Lisa was 14 and Dan was 12 when their parents sent them to a boarding school in Adelaide with money left to them by a dead relative. We watched from the water tank as the car piled high with luggage drove down the main highway, became a blot, then disappeared, taking our friends with it. Kathy cried and waved a red kerchief Lisa had given her as a keepsake. Though without them life rolled on. We began staying out later, staying until the shadows were so long they became the night. Up on the high tank, awash with moonlight we would watch the town at rest. On weekends our curfews stretched late into the night. So late that our small voices would be accompanied by the drunk chorus of our fathers, carried to us on the wind from the pub not far away. Paul started going to the pub sometimes with some of the older boys he knew would sneak him drinks. One afternoon he came to us with an unopened beer can. He had smuggled it out the pub underneath a thick jumper his mother knitted for him last winter. We watched as Paul steadied the can on the concrete and cracked the tab. Beer frothed and flowed white down the sides, wetting the concrete and soaking Paul's hand. In a circle around the wet patch of beer we passed the can one to the next, revelling in both rebellion and the beginning of a love affair.
It seemed from then that we grew very quickly. Kathy soon became the object of our desire. Her body that had once looked as flat and hard as ours, overnight became curved and soft. On hot summer days she would lay back lazily on the concrete, her top pulled taught against her chest. She would stretch and we would all watch with lust out of the corner of our eyes as her skirt slipped high up her round full thighs and her top rode up to expose her navel.
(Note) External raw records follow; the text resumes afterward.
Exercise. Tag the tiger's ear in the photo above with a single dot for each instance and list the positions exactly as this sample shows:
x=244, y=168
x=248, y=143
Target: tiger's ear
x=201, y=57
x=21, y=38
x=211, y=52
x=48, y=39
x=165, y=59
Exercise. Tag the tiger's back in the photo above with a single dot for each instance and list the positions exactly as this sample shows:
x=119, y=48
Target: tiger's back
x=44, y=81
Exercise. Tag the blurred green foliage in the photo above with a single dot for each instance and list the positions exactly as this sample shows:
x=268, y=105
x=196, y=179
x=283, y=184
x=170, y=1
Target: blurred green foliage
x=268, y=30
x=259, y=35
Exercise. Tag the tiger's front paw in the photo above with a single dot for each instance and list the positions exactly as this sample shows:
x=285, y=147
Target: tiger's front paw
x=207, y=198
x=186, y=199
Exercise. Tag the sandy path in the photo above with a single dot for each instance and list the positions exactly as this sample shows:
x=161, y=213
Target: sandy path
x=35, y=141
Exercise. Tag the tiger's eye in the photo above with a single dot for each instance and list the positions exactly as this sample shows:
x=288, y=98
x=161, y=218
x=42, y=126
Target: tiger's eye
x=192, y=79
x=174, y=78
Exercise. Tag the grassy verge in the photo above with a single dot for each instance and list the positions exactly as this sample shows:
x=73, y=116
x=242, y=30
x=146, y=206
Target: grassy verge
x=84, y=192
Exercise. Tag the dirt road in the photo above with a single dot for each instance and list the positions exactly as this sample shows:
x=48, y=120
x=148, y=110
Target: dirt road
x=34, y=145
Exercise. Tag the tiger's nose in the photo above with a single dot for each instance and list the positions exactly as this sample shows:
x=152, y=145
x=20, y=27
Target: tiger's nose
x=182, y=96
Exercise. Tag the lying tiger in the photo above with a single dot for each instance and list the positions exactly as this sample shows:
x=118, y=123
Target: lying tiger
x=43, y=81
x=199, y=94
We had seen women like her around town and in magazines but at the same time none of them were truly like her. Nothing felt as close and as real as Kathy did. Lauren, with bony hips and flat chest, watched Kathy with eyes of contempt and desire, though a desire wholly different to ours.
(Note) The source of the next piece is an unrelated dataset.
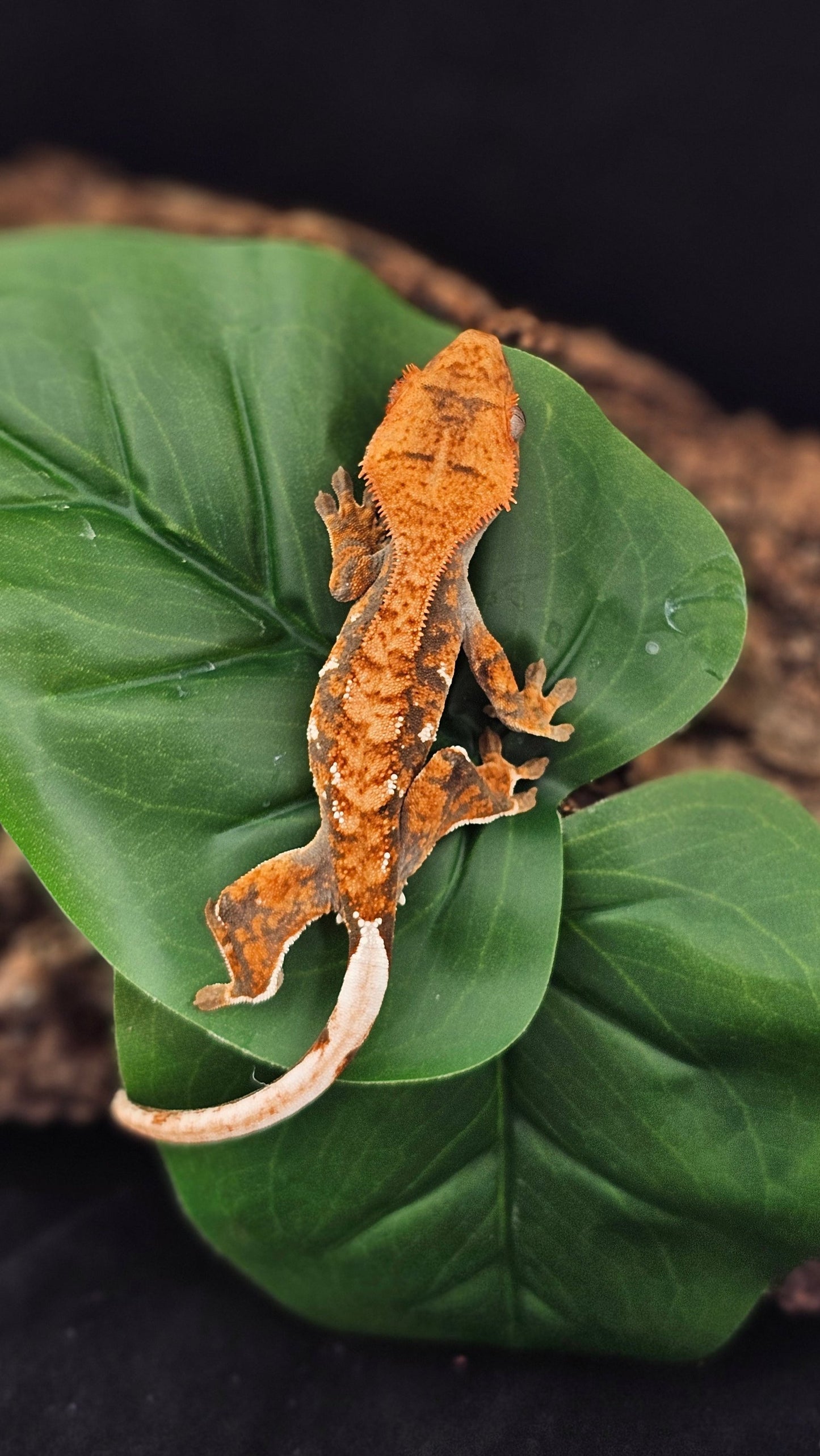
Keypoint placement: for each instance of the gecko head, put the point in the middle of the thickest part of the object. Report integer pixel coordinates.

Paul's father was a formidable man who worked hard and coughed often and died when Paul was 17. Paul was the only child and all that was left for his mother. He dropped out of school and went to work in the opal mine that breathed life into our town but sucked life out of our men. We missed him. After he left the four of us drank more and stayed out longer. Despite losing our main supplier we found other ways. Jeb and I stole from our parents while Lauren and Kathy used their assets to find us the liquor we wanted or maybe we needed. In quiet nights, leaned up against the corrugated iron we would tell each other how we would get out of this town of opal mines and red dust. Our legs dangled over the water tank and into the dream of adulthood, of cities and of aeroplanes, of office jobs in glass buildings. From the top of the tank we were invincible.